Passage to Vanuatu

In August, our friend Jeff crossed the Pacific from Hong Kong to San Francisco as passenger on a container ship—not to cruise the islands, not to swim with the fishies, just crossing an ocean for the sheer experience of being at sea, surrounded by water and wind. I tried to harness that sense of awe and wonder as we left Fiji last Friday for a 450 nautical mile passage to Vanuatu.

Then an hour off the coast of Viti Levu reality hit: the 20 to 25 knot forecast turned into sustained high 20s with frequent periods in the low 30s; outside Fiji’s protected waters for the first time in four months, we were reminded of the power the wind has to whip up the ocean and found ourselves in three to four meters of swell. Sitting in the cockpit of a boat our size, three to four meter swells looks like walls of water charging ominously at you. We watched the bubble in the inclinometer oscillate from 40 degrees to 40 degrees. Sounds resembling those from a high speed vehicular collision echoed as waves collided with our hull. It felt like we were crowdsurfing on the back of a cavalry of rioting horses…for twenty-four hours.

Thoughts of awe and wonder I did not have. Instead, I found myself praying for a ruby slipper miracle as I lost the contents of my stomach, profoundly understanding that there really is no place like home.

But the lesson of the sailing life is one of continuous mutability—be they hellish or heavenly, the only thing the winds and seas guarantee is change. By Saturday afternoon, we were running downwind with eighteen knots on our stern quarter and an easy one meter rock and roll, the agonies of the previous night already a foggy memory. Forecasts, thankfully, were for a further softening of conditions. We fired up the iron jib at around 0300 on Sunday morning as the winds died, expecting to motor for the next thirty hours into Vanuatu.

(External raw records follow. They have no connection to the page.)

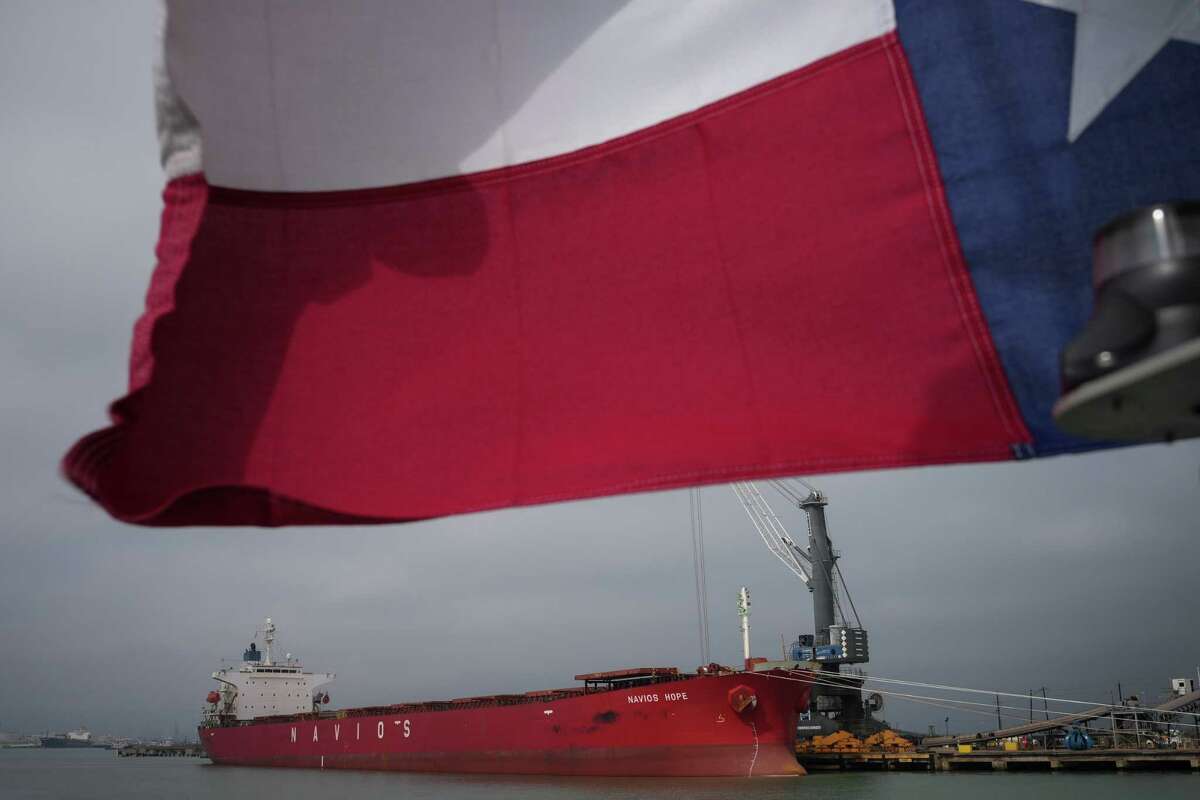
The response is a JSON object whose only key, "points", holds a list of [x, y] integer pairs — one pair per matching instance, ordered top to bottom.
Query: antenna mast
{"points": [[744, 613], [269, 638]]}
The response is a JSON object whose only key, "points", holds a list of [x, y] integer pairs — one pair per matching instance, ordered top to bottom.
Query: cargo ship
{"points": [[646, 721], [81, 738]]}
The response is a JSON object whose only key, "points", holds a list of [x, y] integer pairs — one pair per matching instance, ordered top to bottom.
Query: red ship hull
{"points": [[685, 727]]}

Things were calm enough Sunday afternoon for Dominic to toss a line in the water; some thirty minutes later we had a delicious beauty on the hook and a serious menu upgrade for the rest of the day. Then around 1400, Aeolus blew a glorious fifteen knots behind us, filling our sails and sending us flying through flat waters at seven knots directly to our destination. Conditions held as the light on the sails melted into gold. We were in love with life, sailing into the sunset toward paradise, feeling the awesome, wondrous bliss that only comes when in harmony with the water and wind.

We arrived in Aneityum, Vanuatu’s southern-most island, at 1000 on Monday morning, surrounded by bright blue waters, long sandy beaches, and plenty of fishies with which to swim.